Tenía en las cervicales unos nudos tan agarrotados que casi no los notaba mientras trataba de darme un masaje para aflojarlos. Cerré los ojos y repasé todo lo que sabía, buscando la grieta por donde me fuera posible meter una cuña.
Ridgeline había sido contratada para hacerle a Festman Gruber el trabajo sucio: para asegurarse de que nada interfiriese en sus contratos de defensa hasta que se produjera la votación en el Senado. Pero los miembros de Ridgeline habían experimentado una creciente desconfianza hacia sus clientes y se habían dedicado a guardar copias de seguridad de las operaciones ilegales que llevaban a cabo para ellos, llegando al extremo de hacerse con un estudio interno secreto que demostraba que el sistema de sonar de Festman funcionaba fuera de los parámetros legales: un documento que, debidamente filtrado, causaría mayores perjuicios a las finanzas de la empresa que el documental de Keith Conner.
Me froté las sienes al mismo tiempo que reflexionaba. Y recordé algo que me había dicho Ariana la noche en la que habíamos recibido la primera llamada amenazante y descubierto los dispositivos ocultos en las paredes. Mientras permanecíamos acurrucados en el invernadero repasando nuestra falta de alternativas, había dicho exasperada: «… no conocemos a gente lo bastante importante que pueda ayudarnos».
Me quedé un buen rato mirando la factura del teléfono móvil de Gordon Kazakov.

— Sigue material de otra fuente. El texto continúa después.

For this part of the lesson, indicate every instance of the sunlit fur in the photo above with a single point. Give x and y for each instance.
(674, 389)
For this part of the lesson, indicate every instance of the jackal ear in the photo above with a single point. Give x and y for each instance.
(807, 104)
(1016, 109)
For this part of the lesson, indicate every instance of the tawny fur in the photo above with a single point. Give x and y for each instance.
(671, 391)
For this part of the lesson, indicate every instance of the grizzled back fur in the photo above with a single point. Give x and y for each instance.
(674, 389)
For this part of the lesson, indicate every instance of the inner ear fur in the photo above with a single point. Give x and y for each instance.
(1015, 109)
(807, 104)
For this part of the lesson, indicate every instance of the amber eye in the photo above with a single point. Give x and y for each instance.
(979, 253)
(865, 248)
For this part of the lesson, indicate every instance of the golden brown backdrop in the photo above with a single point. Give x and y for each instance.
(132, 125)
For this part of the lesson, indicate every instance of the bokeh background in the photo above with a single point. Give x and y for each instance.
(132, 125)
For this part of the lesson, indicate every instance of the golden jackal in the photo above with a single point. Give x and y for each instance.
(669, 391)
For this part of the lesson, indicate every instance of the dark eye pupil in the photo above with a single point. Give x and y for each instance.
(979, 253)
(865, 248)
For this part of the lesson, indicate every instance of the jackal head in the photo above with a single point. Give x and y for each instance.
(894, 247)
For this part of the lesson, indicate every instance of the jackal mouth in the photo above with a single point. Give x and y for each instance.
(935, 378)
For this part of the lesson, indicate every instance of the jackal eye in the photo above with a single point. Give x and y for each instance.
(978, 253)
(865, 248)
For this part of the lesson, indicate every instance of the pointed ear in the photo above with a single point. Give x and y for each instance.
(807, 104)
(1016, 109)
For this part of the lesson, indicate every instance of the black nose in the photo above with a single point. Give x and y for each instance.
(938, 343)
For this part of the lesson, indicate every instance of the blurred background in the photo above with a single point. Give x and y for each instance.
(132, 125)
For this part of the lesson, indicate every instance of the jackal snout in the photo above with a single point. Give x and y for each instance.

Al fin marqué el número que figuraba en negrita en el encabezamiento. Cinco timbrazos. Siete. ¿No había contestador?
Iba a colgar cuando sonó una voz. Suave como el bourbon.
—¿Gordon Kazakov? —pregunté.
—¿Quién es?
—El enemigo de su enemigo.
Una pausa.
—¿Quién es mi enemigo?
—Festman Gruber.
—Dígame su nombre, por favor, caballero.
Inspiré hondo.
—Patrick Davis.
—Por lo que veo, han estado muy ocupados con usted.
¿Cómo lo sabía? Pero yo estaba ansioso por terminar la llamada y apagar mi Sanyo antes de que pudiera rastrearse la señal. Así que fui al grano.
—Tengo algo que le interesa.
—Veámonos.
—No va a ser fácil. ¿No vive en Georgetown?
—Estoy en Los Ángeles. Le prometí a mi esposa que conocería a Keith Conner. Eso fue antes, claro. Pero ya había concertado varios asuntos para la primera parte de la semana.
Mi perplejo silencio debió de resultar muy elocuente, porque añadió, a modo de explicación:
—El primer día de rodaje iba a ser el lunes.
—Oiga, un momento —dije—, ¿usted estaba implicado en la película?
—Hijo —respondió riendo entre dientes—, yo la financiaba.